Artistic director Aubrie Therrien founded EPIC Players in 2016, bringing the mission of inclusion center stage and providing professional performing arts opportunities to all artists. 

“You can’t be what you can’t see,” Therrien said. “So it’s really important for neurodiverse, neurodivergent artists to see themselves represented on stage and screen, and know that is a job they can do. The arts are a viable employment opportunity. And right now, people with disabilities are severely unemployed in this country.” 

According to the U.S. Department of Labor, 19% of people living with a disability were employed last year, compared to almost 64% of people without a disability. 

“So if we really care about equity and inclusion, this is something that we’ll work to mind together. So that’s why we do what we do,” Therrien said. “We pay all of our artists to be involved in our shows. We continue to, you know, increase that pay as much as we can. And also find opportunities for our artists outside of EPIC, and advocate for them.” 

Conor Tague is part of this year’s EPIC Players cast in the musical comedy “25th Annual Putnam County Spelling Bee.” 

“I really think the industry should be more open to people who are neurodivergent, or they have disabilities, to play characters with disabilities,” Tague said, adding, “If it’s people with autism or Aspergers, ADHD, or anyone who’s deaf… what really matters is that they can do so many things, despite all of that.” 

According to GLAAD’s “Where We Are in TV” report from 2019, only 2.1% of regular characters on scripted primetime television portrayed people with disabilities, amounting to 18 characters total. Another report from the Ruderman Family Foundation showed 95% of TV characters with disabilities were played by able-bodied actors. 

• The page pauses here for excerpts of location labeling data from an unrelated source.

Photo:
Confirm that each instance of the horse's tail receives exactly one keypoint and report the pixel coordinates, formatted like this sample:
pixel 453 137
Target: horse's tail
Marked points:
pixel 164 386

“I think there’s a fear that if we say, ‘Stop casting neurotypical actors as neurodivergent characters,’ that, you know, the producers or directors or whatever is just gonna hear, ‘Stop telling neurodivergent stories,'” Kaufman said. “But I think it’s just the message that we want to be sending, and that EPIC is sending is that — keep telling these stories. Just include us. Let us help you tell them, because we’re here and we’re doing it. And we’ve been doing it. And we rock it.”